The Industy propaganda states that currently kangaroos are starving to death, and it's kinder to shoot them. In fact, behavioral scientists believe that because kangaroos are pretty stress prone, death is simply a matter of shutting down, something like a computer. The oldest and the youngest die first. Young joeys, after they leave the pouch, need green pick to survive. Without it they will die. If the kangaroos can follow the rainstorms, they may survive. Trouble is, kangaroo shooters follow the rain too, knowing there will be kangaroos near the green pick! Size doesnt matter, the minimum weight is 13 kg in NSW, 14 kg in Queensland, hardly old enough to have had one joey.
Drought is a fact of Nature in Australia, and kangaroos have been surviving drought for thousands of years. However nowdays, loss of habitat and extensive, consistent shooting has brought kangaroos to the very edge of extinction, and there is no guarantee that populations will recover from this extended drought.

Above; No food, No water, No life!
Research indicates that severe drought affects some part of Australia about once every 18 years.
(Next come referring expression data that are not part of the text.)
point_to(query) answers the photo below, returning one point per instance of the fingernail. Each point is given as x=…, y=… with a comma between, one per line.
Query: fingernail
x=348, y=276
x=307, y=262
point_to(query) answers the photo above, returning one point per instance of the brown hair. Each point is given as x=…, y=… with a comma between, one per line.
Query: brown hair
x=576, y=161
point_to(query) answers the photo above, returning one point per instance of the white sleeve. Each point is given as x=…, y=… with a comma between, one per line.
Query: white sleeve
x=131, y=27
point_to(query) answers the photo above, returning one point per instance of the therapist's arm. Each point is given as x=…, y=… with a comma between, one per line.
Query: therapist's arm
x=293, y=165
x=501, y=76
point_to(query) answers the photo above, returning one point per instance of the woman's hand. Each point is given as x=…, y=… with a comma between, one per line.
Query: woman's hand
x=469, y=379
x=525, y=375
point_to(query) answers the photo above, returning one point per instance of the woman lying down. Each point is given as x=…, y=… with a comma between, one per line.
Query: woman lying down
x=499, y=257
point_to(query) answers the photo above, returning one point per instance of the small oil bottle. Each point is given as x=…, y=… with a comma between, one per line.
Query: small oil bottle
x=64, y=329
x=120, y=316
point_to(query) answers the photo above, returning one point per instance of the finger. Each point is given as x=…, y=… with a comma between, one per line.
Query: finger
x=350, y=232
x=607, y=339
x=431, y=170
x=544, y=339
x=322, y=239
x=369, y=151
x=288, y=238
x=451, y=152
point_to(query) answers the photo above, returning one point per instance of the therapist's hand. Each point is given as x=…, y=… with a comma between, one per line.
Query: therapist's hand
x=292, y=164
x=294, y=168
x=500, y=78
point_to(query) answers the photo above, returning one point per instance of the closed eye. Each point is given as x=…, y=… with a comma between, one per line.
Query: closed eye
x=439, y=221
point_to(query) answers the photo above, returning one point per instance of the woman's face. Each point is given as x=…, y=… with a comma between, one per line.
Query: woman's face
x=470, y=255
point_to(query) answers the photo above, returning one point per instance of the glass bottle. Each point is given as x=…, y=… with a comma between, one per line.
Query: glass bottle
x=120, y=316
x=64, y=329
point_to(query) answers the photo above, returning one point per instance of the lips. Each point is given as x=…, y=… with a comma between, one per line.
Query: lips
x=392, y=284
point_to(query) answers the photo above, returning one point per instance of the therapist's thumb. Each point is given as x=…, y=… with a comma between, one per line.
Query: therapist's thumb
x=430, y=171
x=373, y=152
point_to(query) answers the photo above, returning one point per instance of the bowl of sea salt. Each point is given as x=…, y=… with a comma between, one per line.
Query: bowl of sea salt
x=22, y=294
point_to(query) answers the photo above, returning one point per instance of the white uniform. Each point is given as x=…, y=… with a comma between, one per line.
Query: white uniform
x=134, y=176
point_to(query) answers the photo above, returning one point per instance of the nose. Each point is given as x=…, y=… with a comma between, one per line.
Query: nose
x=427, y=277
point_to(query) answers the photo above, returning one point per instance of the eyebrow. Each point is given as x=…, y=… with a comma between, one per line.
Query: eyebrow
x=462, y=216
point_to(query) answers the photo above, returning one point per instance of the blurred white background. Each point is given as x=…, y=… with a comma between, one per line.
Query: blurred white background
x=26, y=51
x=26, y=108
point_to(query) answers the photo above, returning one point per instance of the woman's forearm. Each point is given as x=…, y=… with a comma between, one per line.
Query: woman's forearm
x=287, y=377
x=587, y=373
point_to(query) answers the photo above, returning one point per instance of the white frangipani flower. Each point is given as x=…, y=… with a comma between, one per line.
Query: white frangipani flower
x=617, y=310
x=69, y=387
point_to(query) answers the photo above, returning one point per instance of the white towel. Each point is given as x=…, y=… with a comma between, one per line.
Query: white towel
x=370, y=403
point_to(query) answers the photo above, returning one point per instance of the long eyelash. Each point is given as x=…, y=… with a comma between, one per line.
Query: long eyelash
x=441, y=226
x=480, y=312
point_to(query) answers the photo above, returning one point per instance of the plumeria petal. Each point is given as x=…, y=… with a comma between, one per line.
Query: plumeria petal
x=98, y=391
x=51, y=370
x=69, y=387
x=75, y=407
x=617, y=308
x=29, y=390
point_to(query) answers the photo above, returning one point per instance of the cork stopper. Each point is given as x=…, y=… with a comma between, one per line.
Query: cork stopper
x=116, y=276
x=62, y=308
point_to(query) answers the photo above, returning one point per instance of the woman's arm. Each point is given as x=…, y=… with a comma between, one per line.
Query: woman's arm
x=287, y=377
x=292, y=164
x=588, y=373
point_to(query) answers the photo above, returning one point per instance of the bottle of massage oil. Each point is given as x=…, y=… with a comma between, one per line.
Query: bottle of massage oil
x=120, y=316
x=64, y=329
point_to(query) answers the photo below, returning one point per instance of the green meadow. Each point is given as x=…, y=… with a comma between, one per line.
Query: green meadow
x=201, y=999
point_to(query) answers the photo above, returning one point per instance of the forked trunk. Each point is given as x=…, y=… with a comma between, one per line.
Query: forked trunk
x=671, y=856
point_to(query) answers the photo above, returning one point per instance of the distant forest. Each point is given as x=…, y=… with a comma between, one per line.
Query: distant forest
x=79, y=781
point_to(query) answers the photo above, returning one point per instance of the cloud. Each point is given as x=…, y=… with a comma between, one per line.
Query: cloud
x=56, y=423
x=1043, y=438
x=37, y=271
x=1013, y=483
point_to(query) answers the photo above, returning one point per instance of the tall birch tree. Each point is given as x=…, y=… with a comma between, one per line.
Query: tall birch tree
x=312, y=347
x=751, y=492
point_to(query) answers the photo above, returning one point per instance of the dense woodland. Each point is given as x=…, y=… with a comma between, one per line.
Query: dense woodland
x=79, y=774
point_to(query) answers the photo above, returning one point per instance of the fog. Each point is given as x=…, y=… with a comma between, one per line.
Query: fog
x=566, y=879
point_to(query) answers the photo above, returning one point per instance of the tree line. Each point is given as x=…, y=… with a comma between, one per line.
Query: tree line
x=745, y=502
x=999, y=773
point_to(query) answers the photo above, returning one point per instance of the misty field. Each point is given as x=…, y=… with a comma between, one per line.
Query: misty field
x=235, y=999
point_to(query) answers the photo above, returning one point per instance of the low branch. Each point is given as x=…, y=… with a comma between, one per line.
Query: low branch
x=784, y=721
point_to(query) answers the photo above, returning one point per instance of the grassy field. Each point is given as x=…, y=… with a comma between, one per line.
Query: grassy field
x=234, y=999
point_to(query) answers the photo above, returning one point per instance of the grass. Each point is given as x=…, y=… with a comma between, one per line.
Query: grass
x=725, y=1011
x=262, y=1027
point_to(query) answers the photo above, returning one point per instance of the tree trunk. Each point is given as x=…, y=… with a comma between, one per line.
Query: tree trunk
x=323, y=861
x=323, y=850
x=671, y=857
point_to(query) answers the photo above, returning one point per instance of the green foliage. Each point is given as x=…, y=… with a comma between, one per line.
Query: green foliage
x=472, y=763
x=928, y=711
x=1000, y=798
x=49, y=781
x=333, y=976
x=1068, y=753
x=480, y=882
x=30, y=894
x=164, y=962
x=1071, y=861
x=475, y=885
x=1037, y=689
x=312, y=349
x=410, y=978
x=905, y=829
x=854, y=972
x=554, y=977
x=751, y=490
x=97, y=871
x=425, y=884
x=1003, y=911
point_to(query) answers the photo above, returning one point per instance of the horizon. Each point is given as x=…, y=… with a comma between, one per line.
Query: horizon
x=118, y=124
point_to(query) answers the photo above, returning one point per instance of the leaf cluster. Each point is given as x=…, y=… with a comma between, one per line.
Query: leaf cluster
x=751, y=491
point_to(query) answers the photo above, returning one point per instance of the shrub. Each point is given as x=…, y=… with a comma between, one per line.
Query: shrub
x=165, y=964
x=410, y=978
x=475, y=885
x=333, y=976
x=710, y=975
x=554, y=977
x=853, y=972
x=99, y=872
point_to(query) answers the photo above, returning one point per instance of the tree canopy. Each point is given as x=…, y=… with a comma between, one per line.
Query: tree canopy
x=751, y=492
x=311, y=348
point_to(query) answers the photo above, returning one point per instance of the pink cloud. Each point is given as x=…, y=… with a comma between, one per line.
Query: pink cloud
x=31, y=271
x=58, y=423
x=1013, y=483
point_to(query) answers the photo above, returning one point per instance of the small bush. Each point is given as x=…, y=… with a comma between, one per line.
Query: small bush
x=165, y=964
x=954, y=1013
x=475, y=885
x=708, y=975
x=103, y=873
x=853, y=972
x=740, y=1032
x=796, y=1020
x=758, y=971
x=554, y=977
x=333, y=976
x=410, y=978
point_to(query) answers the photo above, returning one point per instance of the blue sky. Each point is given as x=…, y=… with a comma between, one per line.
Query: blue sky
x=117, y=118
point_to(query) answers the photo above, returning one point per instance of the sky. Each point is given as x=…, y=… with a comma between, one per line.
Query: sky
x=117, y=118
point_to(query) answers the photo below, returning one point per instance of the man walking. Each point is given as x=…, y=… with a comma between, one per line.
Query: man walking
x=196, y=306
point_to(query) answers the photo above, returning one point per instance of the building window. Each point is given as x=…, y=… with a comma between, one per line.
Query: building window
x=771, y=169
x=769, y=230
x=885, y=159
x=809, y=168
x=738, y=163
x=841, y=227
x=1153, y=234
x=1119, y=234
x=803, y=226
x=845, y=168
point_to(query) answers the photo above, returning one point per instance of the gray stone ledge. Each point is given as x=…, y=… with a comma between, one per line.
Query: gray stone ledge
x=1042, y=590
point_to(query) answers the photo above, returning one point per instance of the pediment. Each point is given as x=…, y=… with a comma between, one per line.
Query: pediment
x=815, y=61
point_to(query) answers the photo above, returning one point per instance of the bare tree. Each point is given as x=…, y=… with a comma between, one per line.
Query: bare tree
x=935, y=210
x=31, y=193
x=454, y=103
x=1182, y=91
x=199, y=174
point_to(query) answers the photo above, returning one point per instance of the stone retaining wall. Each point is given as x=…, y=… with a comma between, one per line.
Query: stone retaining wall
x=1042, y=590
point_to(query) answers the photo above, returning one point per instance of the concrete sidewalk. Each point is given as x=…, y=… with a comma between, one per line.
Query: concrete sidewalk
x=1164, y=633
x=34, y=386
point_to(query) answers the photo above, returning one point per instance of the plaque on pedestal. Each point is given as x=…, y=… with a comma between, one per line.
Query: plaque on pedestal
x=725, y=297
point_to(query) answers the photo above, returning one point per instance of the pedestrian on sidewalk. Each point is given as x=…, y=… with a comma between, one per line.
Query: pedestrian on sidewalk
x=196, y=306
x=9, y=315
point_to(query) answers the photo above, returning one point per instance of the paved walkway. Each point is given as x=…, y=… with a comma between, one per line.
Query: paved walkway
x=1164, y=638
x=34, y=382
This does not indicate that severe drought regularly and predictably recurs every 18 years; intervals between severe droughts have varied from four to 38 years. There are long historical rainfall records to give a clearer picture of what is 'normal' for an area, and how much variation might be expected. However all that information is now irrelevant in the face of Climate Change.
Whatever, agriculture in Australia has directly contributed to desertifcation and wildlife loss. While we may have grown financially as a Nation on the sheeps back, and then wheat and cattle, we have done it at great cost to our wildlife. We are amongst the Worlds worst four countries for wildlife extinctions. Kangaroos will be the next victims of rural economic growth at any enviromental cost.

Above; Wildlife photographer Bill Corn carries a bottle of water in his back pocket! Kangaroos can't do that!